Friday, May 01, 2015

The Deep End By Julie Mulhern




Title: The Deep End
Author:  Julie Mulhern
Genre: Cozy Mystery / Women’s Fiction
Swimming into the lifeless body of her husband’s mistress tends to ruin a woman’s day, but becoming a murder suspect can ruin her whole life.

It’s 1974 and Ellison Russell’s life revolves around her daughter and her art. She’s long since stopped caring about her cheating husband, Henry, and the women with whom he entertains himself. That is, until she becomes a suspect in Madeline Harper’s death. The murder forces Ellison to confront her husband’s proclivities and his crimes—kinky sex, petty cruelties and blackmail.
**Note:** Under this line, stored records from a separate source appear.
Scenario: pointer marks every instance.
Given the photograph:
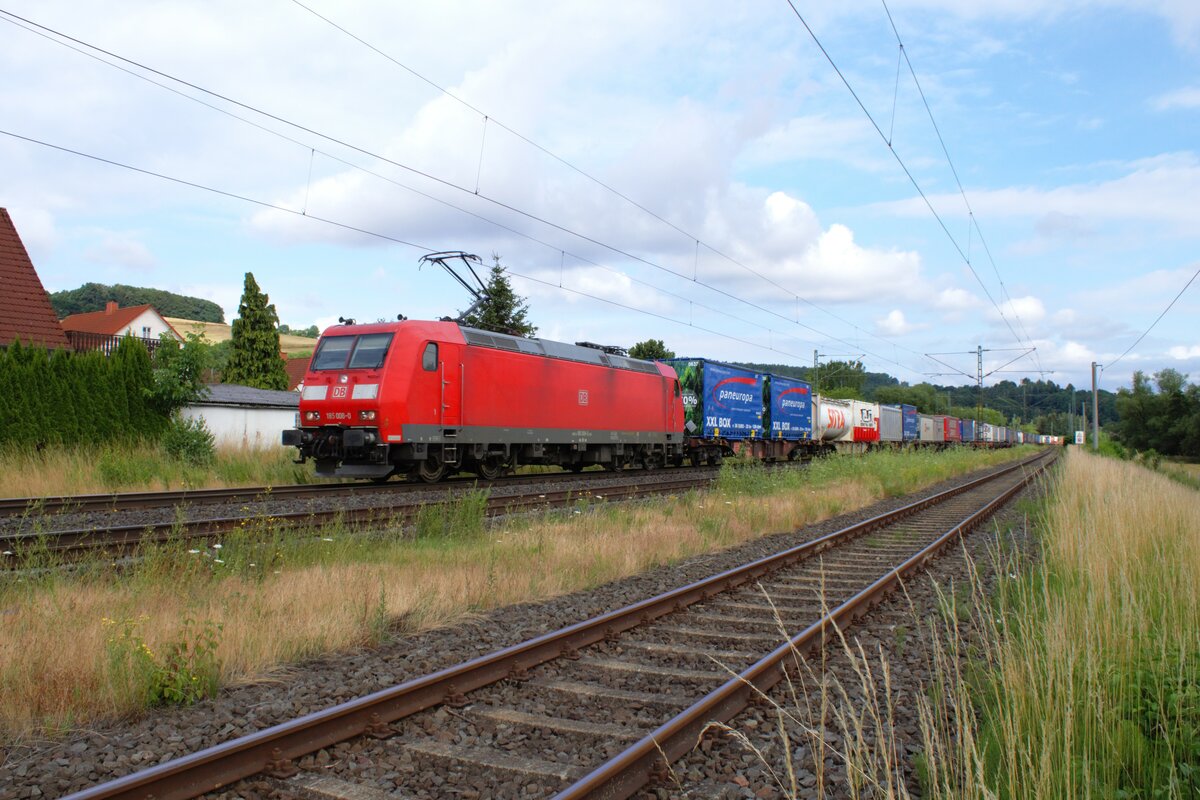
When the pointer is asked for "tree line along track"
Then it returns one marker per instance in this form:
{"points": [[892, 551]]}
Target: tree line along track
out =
{"points": [[619, 707]]}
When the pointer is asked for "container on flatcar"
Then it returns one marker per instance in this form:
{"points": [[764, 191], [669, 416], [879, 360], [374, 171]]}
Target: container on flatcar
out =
{"points": [[891, 423], [833, 420], [930, 428], [899, 423], [865, 421], [720, 401], [911, 429], [789, 408]]}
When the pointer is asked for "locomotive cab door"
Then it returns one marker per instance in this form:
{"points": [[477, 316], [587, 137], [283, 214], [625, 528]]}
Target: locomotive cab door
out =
{"points": [[450, 368]]}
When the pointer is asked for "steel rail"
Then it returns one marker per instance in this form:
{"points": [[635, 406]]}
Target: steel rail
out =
{"points": [[273, 750], [648, 758], [126, 536], [124, 500]]}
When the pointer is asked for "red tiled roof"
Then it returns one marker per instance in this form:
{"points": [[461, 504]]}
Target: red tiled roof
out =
{"points": [[297, 367], [25, 310], [101, 322]]}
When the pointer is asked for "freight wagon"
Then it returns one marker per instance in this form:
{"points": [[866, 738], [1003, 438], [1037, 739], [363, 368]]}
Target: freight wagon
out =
{"points": [[899, 425], [723, 407], [933, 431]]}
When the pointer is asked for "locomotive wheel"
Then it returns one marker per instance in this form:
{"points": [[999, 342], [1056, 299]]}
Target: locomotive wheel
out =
{"points": [[431, 470], [490, 469]]}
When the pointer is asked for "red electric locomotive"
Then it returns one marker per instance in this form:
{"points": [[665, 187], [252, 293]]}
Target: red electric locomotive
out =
{"points": [[427, 400]]}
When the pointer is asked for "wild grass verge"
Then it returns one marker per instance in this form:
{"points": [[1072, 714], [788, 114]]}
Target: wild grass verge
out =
{"points": [[1092, 686], [265, 597], [141, 467]]}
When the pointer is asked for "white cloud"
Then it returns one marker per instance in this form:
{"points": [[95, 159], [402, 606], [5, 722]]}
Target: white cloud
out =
{"points": [[1029, 310], [1183, 352], [1153, 190], [895, 324], [1187, 98], [123, 250]]}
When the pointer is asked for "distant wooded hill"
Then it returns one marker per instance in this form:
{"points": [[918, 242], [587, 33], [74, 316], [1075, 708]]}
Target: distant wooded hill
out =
{"points": [[95, 296]]}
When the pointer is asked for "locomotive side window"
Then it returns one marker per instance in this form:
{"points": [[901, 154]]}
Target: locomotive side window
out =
{"points": [[331, 353], [370, 352]]}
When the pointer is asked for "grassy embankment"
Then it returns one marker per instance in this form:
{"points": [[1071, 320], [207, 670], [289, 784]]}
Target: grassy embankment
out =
{"points": [[89, 644], [1091, 686], [1079, 677], [142, 468]]}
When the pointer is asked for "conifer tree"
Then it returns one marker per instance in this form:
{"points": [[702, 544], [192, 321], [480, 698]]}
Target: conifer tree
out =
{"points": [[504, 311], [255, 356]]}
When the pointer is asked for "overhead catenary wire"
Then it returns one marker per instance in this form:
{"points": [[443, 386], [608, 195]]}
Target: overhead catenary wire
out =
{"points": [[946, 151], [421, 247], [1144, 334], [606, 186], [10, 17], [904, 167]]}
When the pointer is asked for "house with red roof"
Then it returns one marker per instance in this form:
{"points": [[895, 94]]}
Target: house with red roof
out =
{"points": [[102, 330], [25, 311]]}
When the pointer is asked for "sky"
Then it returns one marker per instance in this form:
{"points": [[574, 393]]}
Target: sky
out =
{"points": [[753, 181]]}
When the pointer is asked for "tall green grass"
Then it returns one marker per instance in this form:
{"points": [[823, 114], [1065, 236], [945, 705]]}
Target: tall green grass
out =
{"points": [[132, 467], [1085, 677]]}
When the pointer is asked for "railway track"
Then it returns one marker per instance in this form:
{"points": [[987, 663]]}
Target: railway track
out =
{"points": [[51, 506], [390, 509], [600, 708]]}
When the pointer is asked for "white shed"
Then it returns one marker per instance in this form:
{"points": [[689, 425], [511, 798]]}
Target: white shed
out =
{"points": [[244, 416]]}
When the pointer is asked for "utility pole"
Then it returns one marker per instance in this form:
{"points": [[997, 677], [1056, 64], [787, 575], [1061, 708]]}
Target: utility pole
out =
{"points": [[979, 383]]}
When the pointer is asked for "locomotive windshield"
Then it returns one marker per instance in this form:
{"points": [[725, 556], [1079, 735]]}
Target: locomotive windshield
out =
{"points": [[363, 352]]}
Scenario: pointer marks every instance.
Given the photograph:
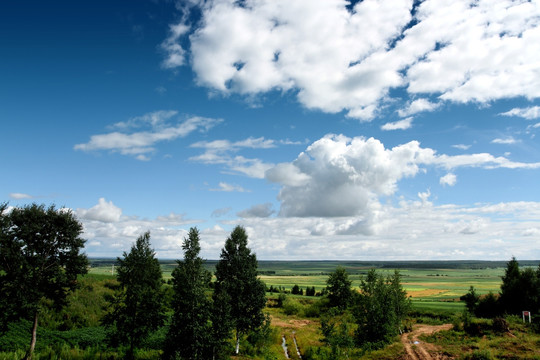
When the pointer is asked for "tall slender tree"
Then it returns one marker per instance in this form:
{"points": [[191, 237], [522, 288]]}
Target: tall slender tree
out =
{"points": [[137, 308], [511, 292], [339, 289], [236, 275], [380, 309], [40, 253], [190, 330]]}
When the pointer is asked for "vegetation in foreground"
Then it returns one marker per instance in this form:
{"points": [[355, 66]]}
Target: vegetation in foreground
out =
{"points": [[337, 323]]}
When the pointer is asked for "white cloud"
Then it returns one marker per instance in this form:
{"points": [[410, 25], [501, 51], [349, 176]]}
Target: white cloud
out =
{"points": [[506, 141], [229, 188], [108, 231], [529, 113], [340, 60], [222, 152], [141, 143], [461, 146], [175, 54], [257, 211], [448, 179], [20, 196], [340, 176], [221, 212], [417, 106], [104, 211], [398, 125], [409, 231]]}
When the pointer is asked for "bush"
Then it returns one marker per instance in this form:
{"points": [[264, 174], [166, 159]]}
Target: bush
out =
{"points": [[500, 325], [479, 355], [292, 307]]}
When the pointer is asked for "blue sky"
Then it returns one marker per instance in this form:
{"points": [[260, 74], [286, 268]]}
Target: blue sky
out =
{"points": [[380, 130]]}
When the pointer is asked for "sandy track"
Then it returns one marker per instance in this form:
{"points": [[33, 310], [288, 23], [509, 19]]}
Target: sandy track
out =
{"points": [[419, 350]]}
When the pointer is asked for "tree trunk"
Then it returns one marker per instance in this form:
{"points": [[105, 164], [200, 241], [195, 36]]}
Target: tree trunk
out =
{"points": [[30, 352]]}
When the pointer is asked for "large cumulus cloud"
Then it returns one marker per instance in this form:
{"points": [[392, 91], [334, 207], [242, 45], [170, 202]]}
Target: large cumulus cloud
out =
{"points": [[340, 176]]}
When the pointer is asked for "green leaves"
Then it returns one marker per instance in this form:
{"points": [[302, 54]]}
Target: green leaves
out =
{"points": [[380, 309], [236, 274], [189, 335], [40, 259], [137, 308], [339, 288]]}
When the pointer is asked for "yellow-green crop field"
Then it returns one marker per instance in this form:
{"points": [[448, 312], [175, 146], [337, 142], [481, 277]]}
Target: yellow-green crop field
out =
{"points": [[431, 285]]}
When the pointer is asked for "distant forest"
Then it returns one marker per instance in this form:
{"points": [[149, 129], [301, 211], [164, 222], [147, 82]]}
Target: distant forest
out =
{"points": [[353, 267]]}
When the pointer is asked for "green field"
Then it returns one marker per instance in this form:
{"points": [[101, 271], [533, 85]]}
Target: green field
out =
{"points": [[432, 285]]}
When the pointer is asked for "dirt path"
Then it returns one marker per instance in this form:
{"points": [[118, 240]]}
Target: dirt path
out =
{"points": [[419, 350]]}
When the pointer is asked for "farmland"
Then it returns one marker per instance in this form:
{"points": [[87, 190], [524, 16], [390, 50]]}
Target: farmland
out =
{"points": [[433, 287], [431, 284]]}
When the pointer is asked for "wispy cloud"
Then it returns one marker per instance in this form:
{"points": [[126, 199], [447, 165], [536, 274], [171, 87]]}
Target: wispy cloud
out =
{"points": [[20, 196], [230, 188], [158, 127], [529, 113], [506, 141], [349, 60], [223, 152], [398, 125], [417, 106], [448, 179], [461, 146]]}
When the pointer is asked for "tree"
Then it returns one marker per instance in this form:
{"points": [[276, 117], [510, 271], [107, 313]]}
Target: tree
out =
{"points": [[337, 330], [236, 276], [401, 304], [137, 308], [339, 290], [510, 291], [380, 309], [471, 300], [190, 330], [41, 259]]}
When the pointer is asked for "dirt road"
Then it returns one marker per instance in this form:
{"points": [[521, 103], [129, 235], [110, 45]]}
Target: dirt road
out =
{"points": [[419, 350]]}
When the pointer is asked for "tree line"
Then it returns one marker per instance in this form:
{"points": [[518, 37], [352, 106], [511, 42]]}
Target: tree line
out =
{"points": [[41, 259], [520, 291]]}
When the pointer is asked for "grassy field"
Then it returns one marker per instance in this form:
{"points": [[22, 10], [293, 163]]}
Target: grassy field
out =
{"points": [[434, 288], [431, 285]]}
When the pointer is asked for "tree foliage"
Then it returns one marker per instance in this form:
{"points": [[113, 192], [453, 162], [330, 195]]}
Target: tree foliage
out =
{"points": [[338, 287], [190, 330], [237, 284], [137, 307], [520, 289], [40, 252], [380, 309]]}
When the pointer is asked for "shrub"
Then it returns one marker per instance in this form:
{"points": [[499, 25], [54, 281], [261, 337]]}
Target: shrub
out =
{"points": [[479, 355], [292, 307]]}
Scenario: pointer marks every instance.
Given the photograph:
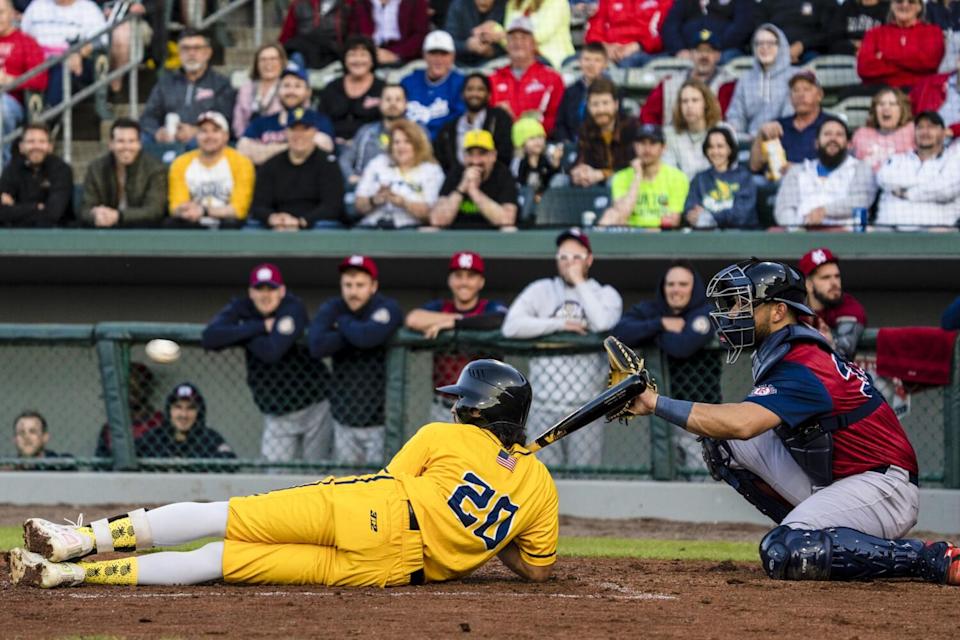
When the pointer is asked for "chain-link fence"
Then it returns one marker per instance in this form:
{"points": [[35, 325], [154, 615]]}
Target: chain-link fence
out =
{"points": [[109, 406]]}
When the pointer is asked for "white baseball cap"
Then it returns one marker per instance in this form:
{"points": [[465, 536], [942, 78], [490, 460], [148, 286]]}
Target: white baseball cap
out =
{"points": [[438, 41]]}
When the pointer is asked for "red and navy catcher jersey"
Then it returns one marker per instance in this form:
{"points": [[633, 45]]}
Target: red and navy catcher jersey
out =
{"points": [[809, 382]]}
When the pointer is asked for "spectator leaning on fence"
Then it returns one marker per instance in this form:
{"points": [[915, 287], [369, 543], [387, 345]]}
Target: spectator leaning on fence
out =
{"points": [[840, 317], [648, 193], [448, 145], [920, 188], [605, 140], [526, 86], [179, 97], [797, 133], [353, 99], [58, 24], [694, 113], [302, 187], [36, 188], [266, 136], [372, 139], [731, 20], [902, 52], [353, 329], [211, 186], [19, 53], [677, 322], [763, 93], [465, 310], [480, 195], [631, 31], [704, 53], [260, 94], [184, 432], [124, 187], [288, 386], [476, 28], [827, 191], [725, 195], [398, 188], [889, 129], [570, 302]]}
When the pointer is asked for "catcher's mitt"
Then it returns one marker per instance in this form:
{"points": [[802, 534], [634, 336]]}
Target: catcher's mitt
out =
{"points": [[624, 362]]}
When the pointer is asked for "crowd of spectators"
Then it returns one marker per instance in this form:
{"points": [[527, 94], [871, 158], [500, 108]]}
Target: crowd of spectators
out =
{"points": [[554, 118]]}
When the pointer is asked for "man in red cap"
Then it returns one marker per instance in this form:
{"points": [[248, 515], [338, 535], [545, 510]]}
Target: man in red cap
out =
{"points": [[352, 330], [289, 387], [464, 310], [570, 302], [840, 317]]}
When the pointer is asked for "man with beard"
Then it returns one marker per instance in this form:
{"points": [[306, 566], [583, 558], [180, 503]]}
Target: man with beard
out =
{"points": [[840, 317], [187, 94], [266, 136], [465, 310], [371, 139], [352, 330], [480, 195], [605, 142], [704, 50], [448, 145], [825, 192], [570, 302]]}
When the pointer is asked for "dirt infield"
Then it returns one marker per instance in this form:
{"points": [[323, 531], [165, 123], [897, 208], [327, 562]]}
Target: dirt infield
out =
{"points": [[586, 599]]}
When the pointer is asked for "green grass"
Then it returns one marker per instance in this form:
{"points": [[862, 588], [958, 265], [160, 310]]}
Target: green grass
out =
{"points": [[581, 547]]}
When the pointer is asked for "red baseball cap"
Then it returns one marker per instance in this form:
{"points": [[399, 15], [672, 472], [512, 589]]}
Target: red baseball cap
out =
{"points": [[266, 274], [467, 260], [573, 233], [363, 263], [815, 258]]}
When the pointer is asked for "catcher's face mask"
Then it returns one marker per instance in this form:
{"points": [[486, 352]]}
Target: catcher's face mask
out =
{"points": [[732, 293]]}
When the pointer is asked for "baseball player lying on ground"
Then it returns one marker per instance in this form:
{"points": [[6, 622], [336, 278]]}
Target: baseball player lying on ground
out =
{"points": [[453, 497], [814, 445]]}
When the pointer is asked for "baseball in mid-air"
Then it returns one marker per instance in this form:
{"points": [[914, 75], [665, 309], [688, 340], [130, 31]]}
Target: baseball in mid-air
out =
{"points": [[163, 351]]}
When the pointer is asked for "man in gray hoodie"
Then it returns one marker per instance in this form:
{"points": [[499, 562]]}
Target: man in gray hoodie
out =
{"points": [[763, 93]]}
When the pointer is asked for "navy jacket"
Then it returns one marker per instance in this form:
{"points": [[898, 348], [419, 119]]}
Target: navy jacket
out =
{"points": [[355, 342], [283, 378]]}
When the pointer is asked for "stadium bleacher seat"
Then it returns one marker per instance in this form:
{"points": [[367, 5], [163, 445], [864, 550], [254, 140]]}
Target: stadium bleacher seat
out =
{"points": [[564, 206]]}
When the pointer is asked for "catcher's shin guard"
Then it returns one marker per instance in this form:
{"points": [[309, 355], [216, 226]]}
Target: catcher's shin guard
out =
{"points": [[716, 454], [840, 553]]}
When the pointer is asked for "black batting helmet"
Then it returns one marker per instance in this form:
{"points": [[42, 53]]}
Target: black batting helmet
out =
{"points": [[500, 394], [739, 288]]}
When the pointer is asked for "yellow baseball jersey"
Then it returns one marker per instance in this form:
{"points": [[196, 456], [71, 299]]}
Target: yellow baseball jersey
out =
{"points": [[472, 498]]}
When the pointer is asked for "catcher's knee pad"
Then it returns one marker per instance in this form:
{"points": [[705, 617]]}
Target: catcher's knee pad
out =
{"points": [[717, 456], [796, 554]]}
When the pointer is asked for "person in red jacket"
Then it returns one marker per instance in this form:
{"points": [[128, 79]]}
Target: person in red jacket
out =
{"points": [[539, 89], [630, 30], [18, 54], [398, 33], [902, 52]]}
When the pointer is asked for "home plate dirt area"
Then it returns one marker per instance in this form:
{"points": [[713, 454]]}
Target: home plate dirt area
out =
{"points": [[586, 599]]}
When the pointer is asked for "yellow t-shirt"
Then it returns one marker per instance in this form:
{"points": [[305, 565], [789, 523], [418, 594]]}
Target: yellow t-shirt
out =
{"points": [[469, 505]]}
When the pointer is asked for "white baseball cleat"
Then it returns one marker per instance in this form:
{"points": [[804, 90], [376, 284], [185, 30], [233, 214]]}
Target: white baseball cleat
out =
{"points": [[56, 542], [33, 570]]}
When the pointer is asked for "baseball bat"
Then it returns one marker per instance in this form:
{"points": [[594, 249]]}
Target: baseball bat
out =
{"points": [[611, 399]]}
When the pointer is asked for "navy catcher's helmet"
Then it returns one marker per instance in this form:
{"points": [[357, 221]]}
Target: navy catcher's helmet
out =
{"points": [[496, 390], [739, 288]]}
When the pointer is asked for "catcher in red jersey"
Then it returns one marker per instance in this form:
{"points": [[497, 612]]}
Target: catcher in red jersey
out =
{"points": [[456, 495], [814, 445]]}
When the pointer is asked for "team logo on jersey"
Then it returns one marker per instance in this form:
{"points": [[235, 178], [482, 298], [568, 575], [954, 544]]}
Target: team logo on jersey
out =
{"points": [[286, 325], [381, 315], [763, 390], [701, 325]]}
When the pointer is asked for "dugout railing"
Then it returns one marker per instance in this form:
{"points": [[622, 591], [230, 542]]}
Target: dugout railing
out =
{"points": [[100, 393]]}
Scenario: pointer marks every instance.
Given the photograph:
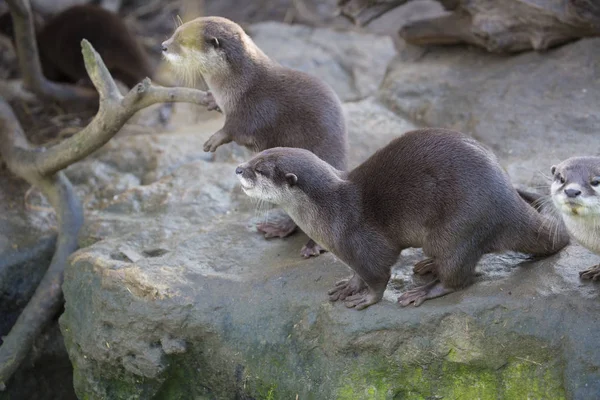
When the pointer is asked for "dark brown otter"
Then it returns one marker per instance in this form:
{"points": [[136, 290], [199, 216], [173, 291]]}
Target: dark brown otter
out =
{"points": [[59, 45], [432, 188], [265, 104]]}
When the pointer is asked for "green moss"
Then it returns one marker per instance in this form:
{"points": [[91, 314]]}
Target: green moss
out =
{"points": [[528, 380], [450, 380]]}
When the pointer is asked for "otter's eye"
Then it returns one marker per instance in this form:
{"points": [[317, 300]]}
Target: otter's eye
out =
{"points": [[214, 42]]}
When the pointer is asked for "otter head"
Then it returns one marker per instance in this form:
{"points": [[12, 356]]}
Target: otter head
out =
{"points": [[285, 175], [208, 45], [575, 187]]}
As the body count approaches par on the seventh hole, Ellison knows she has to catch a killer. But with an interfering mother, an adoring father, a teenage daughter, and a cadre of well-meaning friends demanding her attention, can Ellison find the killer before he finds her?

Author Bio

Julie Mulhern is a Kansas City native who grew up on a steady diet of Agatha Christie. She spends her spare time whipping up gourmet meals for her family, working out at the gym and finding new ways to keep her house spotlessly clean--and she's got an active imagination. Truth is--she's an expert at calling for take-out, she grumbles about walking the dog and the dust bunnies under the bed have grown into dust lions. She is a 2014 Golden Heart® Finalist. The Deep End is her first mystery and is the winner of The Sheila Award.
 

Links
Buy the book on: Amazon, Barnes and Noble or Kobo

Book Excerpts
Excerpt #1
June, 1974
Kansas City, Missouri


                My morning swim doesn’t usually involve corpses. If it did, I’d give up swimming for something less stressful, like coaxing cobras out of baskets or my mother out of bed before ten.
                Watching the sun rise over the seventh green is often the best part of my day. I dive into the pool while the water is still inky. When the light has changed from deepest indigo to lavender, I break my stroke, tread water and admire the sky as it bleeds from gold to yellow to pink. It’s a ritual, a metaphorical cleansing, a moment of stolen peace.
                After all, I have a teenage daughter, a mother with strong opinions, a Weimaraner named Max who plots to take over our house on his path toward world domination, and a husband. Much as I’d like to, I can’t leave him out.
                I kicked off my Dr. Scholl’s, tossed my husband’s button-down onto a deck chair, dove into the dark water and gasped at the sudden, encompassing cold. That shock of chilly water against my skin is better than coffee when it comes to waking up. Maybe not better. Faster.
                My legs kicked, my arms sliced and I settled into the comforting rhythm of the Australian crawl. My fingers knifed through the water, anticipating the smooth parting of liquid. They found fabric and the horrific touch of cold flesh.         
***
I watched the sunrise from a deck chair. It was not cathartic or peaceful. It was awful. The police swarmed around the pool like industrious ants, pausing only when someone jumped into the water and floated the body to the side. They fished it out and laid it at the edge of the pool.
                I turned my head away. I didn’t want to see.
                A man wearing a truly unfortunate pair of plaid pants broke away from the ants and sat on the deck chair next to mine. “Are you all right? Do you want a glass of water?” He had nice eyes. Brown. Like coffee.
                “Coffee,” I croaked.
                He waved at the ants and a moment later one of them appeared with a thermos. He poured some caffeinated ambrosia into the red plastic top and handed it to me.
                “Thank you.”
                “I’m afraid we don’t have cream or sugar.”
                “Black is fine.” I took a sip to prove it.
                “I’m Detective Jones. Can you tell me what happened this morning?”
                “I was swimming.”
                “Without a lifeguard?” I could hear the disapproval in his voice. Detective Jones, purveyor of thermos coffee, wearer of plaid pants, was a follower of rules. I used to like that in a man. There’s something comforting about someone who colors within the lines. Problems arise when a strict follower of rules decides to forsake them. He doesn’t just jaywalk. Nope. A lifetime of good behavior gives him the right to sleep with other women. Or, if he’s slightly more powerful, order a break-in at Watergate. Goes to show, you can’t trust anyone these days. Not husbands. Not presidents. Not cops.